In a discussion forum for travel writers (where I had posted my introduction of myself and our professional transcription & translation business), another member replied and mentioned that for simple dictation, she uses a voice recognition software program, like Dragon Naturally Speaking, or others.
When what she had said really sank in, I told our team and it felt like someone had kicked us in the gut!
Then our reaction changed to dismay and questioning, “Why should we even stay in business?” This came JUST after spending almost two months getting clear on why the transcription and translation business feels exciting to us and realizing that we want to assist and support creative, positive, motivated people to succeed in ways they have not been able to before, working on interesting projects!
We thought about emptying the Transcription Translation Services Website of all information — just leaving a notice (as a ‘public service’) pointing out to the people who THINK they need us to transcribe their audios that they should go and buy that software instead!
Rest assured. they were nothing but thoughts. Drastic thoughts!
Then we grabbed our thinking caps and started to think some more…
It’s definitely a legitimate question! Why SHOULD someone hire me if they can buy software for dictation and just do it themselves?
In what situations would dictation software be inferior than having a live, intelligent human being (who is passionate about helping their clients succeed) listening and transcribing their audio or video material instead?
Knowing such software exists, ANYONE might appropriately ask that question!
Having used this software in the past, and getting constructive criticism from our past clients, we decided to try it out again and answer the following questions…
The software cannot differentiate between multiple speakers. It will give you a series of words, that could be mingled between two or more streams of thought, and the punctuation would be all over the place.
It doesn’t. It guesses, and sometimes judging by the context, it gets it wrong, which influences the overall quality of our transcriptions.
When people just speak naturally, their speech is filled with tons of filler sounds. Software sometimes catches it, but it won’t most of the time. People generally string multiple sentences together with ‘and’ and ‘but’ forever! This can be important for people in Police Cases, or Psychological research, and only a human can really deliver the transcription that is required.

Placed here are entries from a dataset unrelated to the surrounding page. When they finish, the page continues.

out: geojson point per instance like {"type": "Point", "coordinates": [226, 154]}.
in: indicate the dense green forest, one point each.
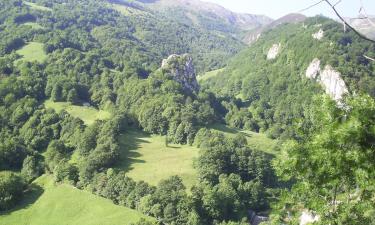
{"type": "Point", "coordinates": [79, 80]}
{"type": "Point", "coordinates": [272, 94]}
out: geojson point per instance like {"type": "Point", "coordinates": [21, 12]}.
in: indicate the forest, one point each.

As mentioned in the other answers, no. The software is generally programmed to base it’s punctuation on pauses in speech. Shorter pause translate to commas (,) and longer pauses to periods or full stops (.). This can be annoying when revising transcriptions and trying to gather data from them.

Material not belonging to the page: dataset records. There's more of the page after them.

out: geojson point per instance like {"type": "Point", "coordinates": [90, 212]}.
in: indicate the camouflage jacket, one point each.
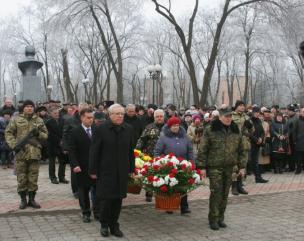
{"type": "Point", "coordinates": [240, 119]}
{"type": "Point", "coordinates": [222, 147]}
{"type": "Point", "coordinates": [148, 139]}
{"type": "Point", "coordinates": [19, 128]}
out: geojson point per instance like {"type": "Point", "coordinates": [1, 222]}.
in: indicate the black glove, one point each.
{"type": "Point", "coordinates": [35, 132]}
{"type": "Point", "coordinates": [248, 124]}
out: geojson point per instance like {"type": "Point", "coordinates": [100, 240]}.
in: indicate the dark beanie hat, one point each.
{"type": "Point", "coordinates": [238, 103]}
{"type": "Point", "coordinates": [28, 102]}
{"type": "Point", "coordinates": [256, 109]}
{"type": "Point", "coordinates": [173, 121]}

Just like for a human transcriptionist, unclear audio recording can affect the quality of a software’s transcriptions. Software isn’t any where near getting the same brain power behind it that could differentiate from multiple different sounds. Humans can, with difficulty, but they can do it a lot better.
Depending on the software, the punctuation can be all over the place. It will require some post production work to polish everything off, and create a decent quality product for our clients.
Transcription of any recording, unless it is filled with silence, takes 4 times as long as the actually recording takes to play. When you use software, it can substantially cut down the production time, but it will cause a lot of mistakes that will need at least an hour of cleaning up per 5 pages. An hour long recording can produce 20 pages of written transcription.
Furthermore, in fostering our relationships with the clients we’ve worked with, there is the unquantifiable element of our team being a sort of objective outsiders who can catch errors or discrepancies in the CONTENT. And we often even come up with valuable ideas to help them improve their material!
There is a creative, collaborative give and take between our clients and our transcribers and translators that often seems to be of benefit to BOTH beyond the action of me ‘just transcribing their audio recordings’.
So, I concluded, there IS still a need for my services by many people! Not all, but Iím sure enough to keep me busy. I actually do enjoy this kind of work under the right circumstances and with the types of clients I intend to connect with!
So in the end, I thanked that discussion forum member for her post and the internal thinking process it sent me through, because it helped me face a fear and come out stronger on the other side!
And then, as a welcome validation of everything I had deduced on my own, quickly after I had submitted my reply to her, she was kind enough to reply with a more detailed explanation of how the voice recognition software works and its definite limitations — everything I had suspected, and even more!
I truly have a valuable, worthwhile service to offer my clients. Iím very proud of my skills, my dedication, and my opportunity to make a contribution to the entire world by assisting my clients to develop their own gifts in ways they might never on their own IF it was up to themselves alone to type out their wisdom and creativity!